Discret à propos de sa nouvelle passion, Samian avait toutefois mis en ligne quelques-uns de ses clichés sur son compte Instagram. C’est d’ailleurs en surfant sur celui-ci que l’un des organisateurs du prestigieux World Press Photo à Montréal est tombé sur les photos de l’artiste et lui a demandé d’être le porte-parole de l’événement l’an dernier.

«Quand je me suis fait proposer ça, j’étais un peu gêné…Je savais pas c’était quoi, le World Press!» admet l’artiste, on ne peut plus humble. «J’ai découvert que ça faisait 60 ans que ça existait et que j’étais pas mal en retard. Je me suis aussi rendu compte que je connaissais pas mal de photographes qui y avaient déjà exposé. Ça a été une révélation pour moi, tout ça. D’instinct, les photos que j’aime faire s’inscrivaient dans le genre du photojournalisme.»

L’humain avant tout

De plus en plus confiant quant à son talent de photographe, Samian a alors établi un angle plus précis pour son exposition – qui sera d’ailleurs jumelée à des ateliers et à un concert pour adolescents, dans le cadre d’une série d’activités organisée par la Fondation de la Place des Arts.
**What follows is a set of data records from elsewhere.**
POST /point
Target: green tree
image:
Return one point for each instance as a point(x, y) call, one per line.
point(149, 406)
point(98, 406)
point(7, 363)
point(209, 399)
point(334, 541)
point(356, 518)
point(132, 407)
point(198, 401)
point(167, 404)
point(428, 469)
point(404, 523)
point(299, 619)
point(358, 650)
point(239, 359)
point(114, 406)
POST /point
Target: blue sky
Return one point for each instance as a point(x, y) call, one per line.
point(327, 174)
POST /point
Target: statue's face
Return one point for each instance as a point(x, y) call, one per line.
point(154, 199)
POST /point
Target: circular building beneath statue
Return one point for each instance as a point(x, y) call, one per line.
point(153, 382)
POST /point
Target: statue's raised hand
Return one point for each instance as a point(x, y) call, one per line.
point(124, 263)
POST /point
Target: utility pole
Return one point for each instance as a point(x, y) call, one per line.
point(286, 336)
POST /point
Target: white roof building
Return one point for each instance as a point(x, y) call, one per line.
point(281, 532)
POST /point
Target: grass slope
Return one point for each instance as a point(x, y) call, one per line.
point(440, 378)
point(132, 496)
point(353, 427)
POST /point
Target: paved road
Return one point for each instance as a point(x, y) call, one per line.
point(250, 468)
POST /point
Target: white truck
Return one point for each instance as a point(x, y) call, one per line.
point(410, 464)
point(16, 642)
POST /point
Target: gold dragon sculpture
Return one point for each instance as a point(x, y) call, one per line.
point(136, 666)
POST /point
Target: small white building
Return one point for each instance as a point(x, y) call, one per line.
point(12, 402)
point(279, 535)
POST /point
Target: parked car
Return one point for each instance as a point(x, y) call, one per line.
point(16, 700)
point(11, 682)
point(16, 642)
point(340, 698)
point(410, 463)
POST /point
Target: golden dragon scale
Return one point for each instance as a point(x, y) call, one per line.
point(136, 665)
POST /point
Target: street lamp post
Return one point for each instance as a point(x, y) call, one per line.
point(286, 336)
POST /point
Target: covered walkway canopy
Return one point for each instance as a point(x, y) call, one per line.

En une journée de triage particulièrement difficile, l’artiste est passé de 400 à 35 photos. «On a décidé d’y aller avec la thématique du portrait. On a donc enlevé les scènes de vie, même si j’y étais profondément attaché», explique-t-il. «On a axé ça sur les portraits d’enfants et d’ainés. J’aime beaucoup les opposés et les contrastes. Les enfants ont de quoi dans les yeux que les gens de ma génération n’ont plus, tandis que les ainés ont quelque chose qu’on n’a pas encore. La photo, c’est une façon de capter l’âme de quelqu’un. En ce sens, je pense que les meilleures photos sont celles qui montrent l’humain à son état le plus brut.»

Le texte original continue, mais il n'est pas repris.